Kwantumcomputers zijn vandaag nog geen dreiging – maar voorzichtigheid mag

Naast AI is kwantumtechnologie één van de hete hangijzers in de tech-wereld. Met het grote verschil dat dat eerste inmiddels operationeel is. Hoe zit dat dan met kwantumcomputers?

Als je de doemberichten mag geloven, gaat kwantum-computing elke huidige vorm van versleuteling even nuttig maken als een trekhaak aan een vliegtuig. Kloppen die berichten? Moeten we al beginnen vrezen voor kwantumcapaciteiten? We laten Kristof Verslype aan het woord, cryptograaf bij Smals.

Een bitje voorstellen

Kwantumtechnologie werkt met qubits. Dat zijn subatomaire deeltjes die pas een vaste waarde krijgen wanneer we ze effectief meten.

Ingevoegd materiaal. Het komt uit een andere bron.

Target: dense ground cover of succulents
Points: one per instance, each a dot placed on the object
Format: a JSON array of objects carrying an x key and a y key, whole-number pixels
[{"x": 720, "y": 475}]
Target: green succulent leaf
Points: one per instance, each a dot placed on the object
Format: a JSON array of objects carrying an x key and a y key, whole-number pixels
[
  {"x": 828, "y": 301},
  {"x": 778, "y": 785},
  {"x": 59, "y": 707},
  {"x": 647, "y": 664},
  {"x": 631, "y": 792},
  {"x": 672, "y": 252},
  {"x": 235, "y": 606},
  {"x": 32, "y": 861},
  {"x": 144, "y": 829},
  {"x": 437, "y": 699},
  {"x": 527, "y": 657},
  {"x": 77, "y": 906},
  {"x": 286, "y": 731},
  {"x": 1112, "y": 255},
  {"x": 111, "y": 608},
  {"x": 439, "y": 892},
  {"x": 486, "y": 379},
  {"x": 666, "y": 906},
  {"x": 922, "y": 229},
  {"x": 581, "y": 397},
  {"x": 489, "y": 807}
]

Verslype begint met iets dat voor velen bijna een mantra is: kwantumcomputers gaan alle problemen oplossen die te lastig of zelfs onmogelijk zijn voor klassieke computers. “Mensen hebben soms de neiging om mythische eigenschappen toe te schrijven aan technologie die ze niet begrijpen.” verklaart hij. “Hetzelfde met kwantumcomputers.”

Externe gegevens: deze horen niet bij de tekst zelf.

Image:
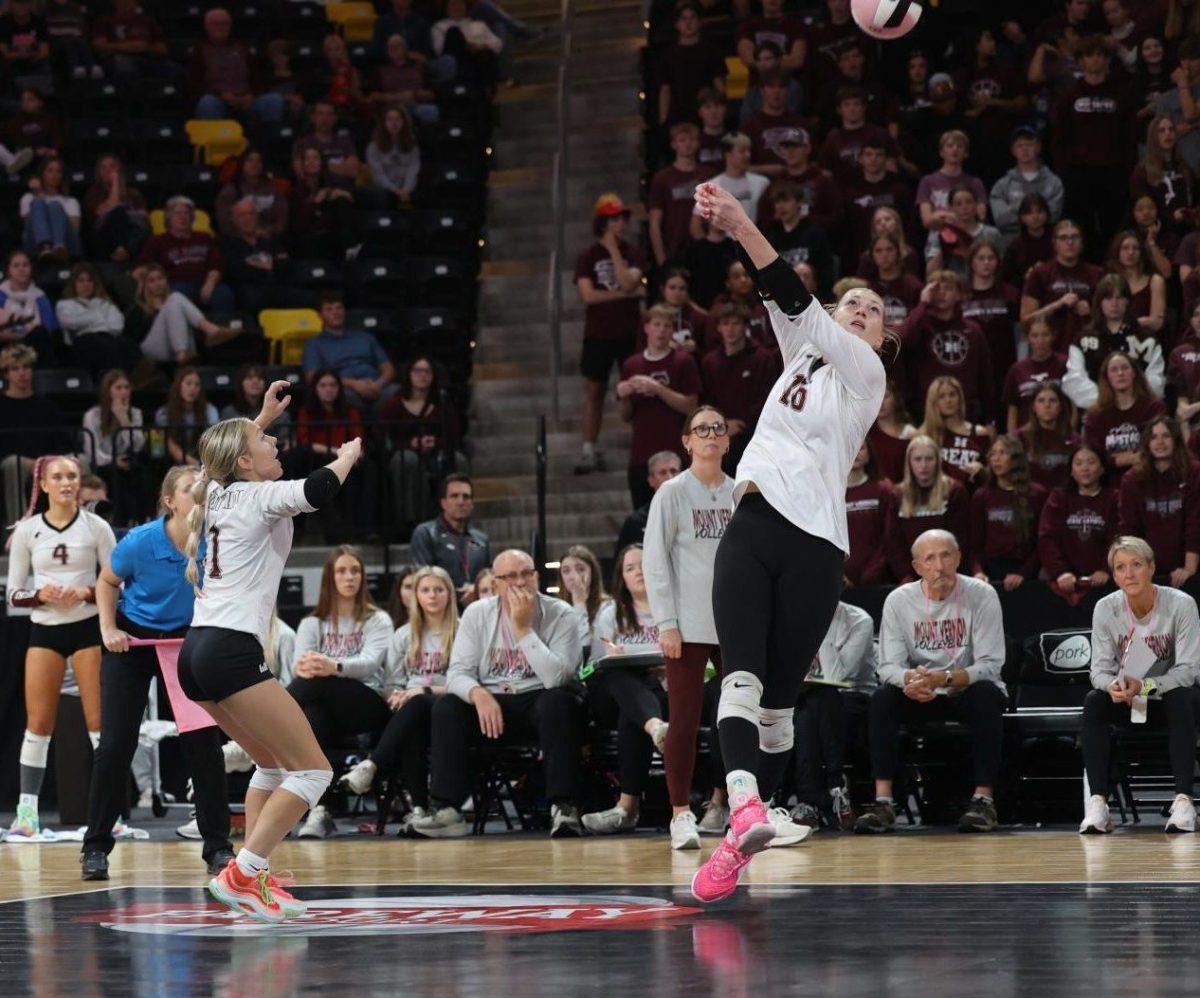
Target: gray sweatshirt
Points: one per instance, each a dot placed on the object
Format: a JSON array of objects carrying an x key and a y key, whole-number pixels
[
  {"x": 544, "y": 659},
  {"x": 917, "y": 631},
  {"x": 1169, "y": 653},
  {"x": 685, "y": 524},
  {"x": 360, "y": 648}
]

Mensen hebben soms de neiging om mythische eigenschappen toe te schrijven aan technologie die ze niet begrijpen.

Kristof Verslype

“Dan is de vraag, wat is nu echt de theoretische kracht van kwantumcomputers?” gaat Verslype verder. Dat hangt van het probleem af. Hij maakt een onderverdeling in vier categorieën:

  • Geen meerwaarde
  • Waarschijnlijk geen meerwaarde
  • Mogelijke meerwaarde
  • Duidelijke meerwaarde

“Voldoende krachtige kwantumcomputers kunnen een meerwaarde hebben”, benadrukt Verslype. Simulaties van natuurlijke processen is een goed voorbeeld. “En we zijn er zeker van dat voldoende krachtige computers grote delen van onze moderne cryptografie gaan kunnen breken.” De belangrijke woorden zijn al gevallen.

Globaal

“Ondanks of net dankzij die onzekerheid zie je dat er wereldwijd heel wat middelen naar kwantumtechnologie gaan. De schatting voor dit jaar is 36 miljard dollar.” vertelt Verslype.

Hij onderscheidt twee types van kwantumtechnologie:

  • Computing
  • Communicatie

“Kwantumcommunicatie of kwantum key-exchange is niet de meest praktische, maar wel een manier om ons te beschermen tegen de dreiging van krachtige kwantumcomputers, wanneer je praat over data in transit.” gaat Verslype verder.

Huidige toestand

Voor de meer praktische kant van de zaak gebruikt Verslype een nieuwsbericht als voorbeeld. De kop roept uit dat Google “kwantumsuprematie” heeft bereikt. Wat wil dat juist zeggen? “Minder dan je intuïtief zou denken,” verklaart hij. “Het betekent dat één kwantumcomputer één probleem dat een klassieke computer niet aankan, wel kan oplossen.”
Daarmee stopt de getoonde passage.